The NSJF will also be a true test of the CTICC’s acoustics. I attended the MCQP there last December and the sound sucked. Maybe it was not the building’s fault, but that of the sound engineers. Last year was the first time that the annual MCQP, Cape Town’s biggest gay fancy-dress, was held at the CTICC. The event did not have as great an atmosphere as previous MCQPs had at places like the Castle of Good Hope, Artscape and the River Club. The CTICC seemed a bit too clinical for a really festive, unrestrained MCQP. But I trust that the excellent and varied music on this year’s NSJF programme will more than compensate for the possible shortcomings of the seemingly too swanky venue.

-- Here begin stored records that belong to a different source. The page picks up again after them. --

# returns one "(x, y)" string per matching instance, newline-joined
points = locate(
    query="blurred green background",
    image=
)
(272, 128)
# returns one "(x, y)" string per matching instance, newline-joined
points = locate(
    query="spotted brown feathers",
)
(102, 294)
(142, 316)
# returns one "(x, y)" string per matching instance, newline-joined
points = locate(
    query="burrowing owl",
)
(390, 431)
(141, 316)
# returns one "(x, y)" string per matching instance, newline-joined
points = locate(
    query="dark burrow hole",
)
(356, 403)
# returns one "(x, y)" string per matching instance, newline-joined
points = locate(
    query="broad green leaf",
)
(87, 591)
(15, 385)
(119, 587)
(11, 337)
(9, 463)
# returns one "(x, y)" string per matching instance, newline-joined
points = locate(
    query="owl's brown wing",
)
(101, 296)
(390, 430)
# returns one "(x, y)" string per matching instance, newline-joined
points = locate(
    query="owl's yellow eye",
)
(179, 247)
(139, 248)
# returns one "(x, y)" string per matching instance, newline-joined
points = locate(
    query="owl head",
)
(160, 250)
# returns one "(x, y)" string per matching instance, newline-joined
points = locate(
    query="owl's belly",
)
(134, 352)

Musicians performing at the NSJF will again be involved in a series of music workshops for the public in the run-up to the festival. I attended some of these last year at Artscape. Considering that they were free I was amazed at the low turnout of people. It was an incredible opportunity to get up close and personal, to ask questions directly to master musicians of their genres, even world-famous ones. The workshops, convened by Prof Hotep Galeta, are a fantastic opportunity for anyone truly interested in music. For more details, go www.nsjfcapetown.com.

The NSJF Cape Town hotline can be reached at 083-123-JAZZ (or 5299). Tickets cost R260 (single day) and R399 (weekend). Most artists perform on only one of the two days; so if you can afford to attend on only one of the nights, select your night according to the programme, considering whom you would most like to see. Tickets are available at Computicket.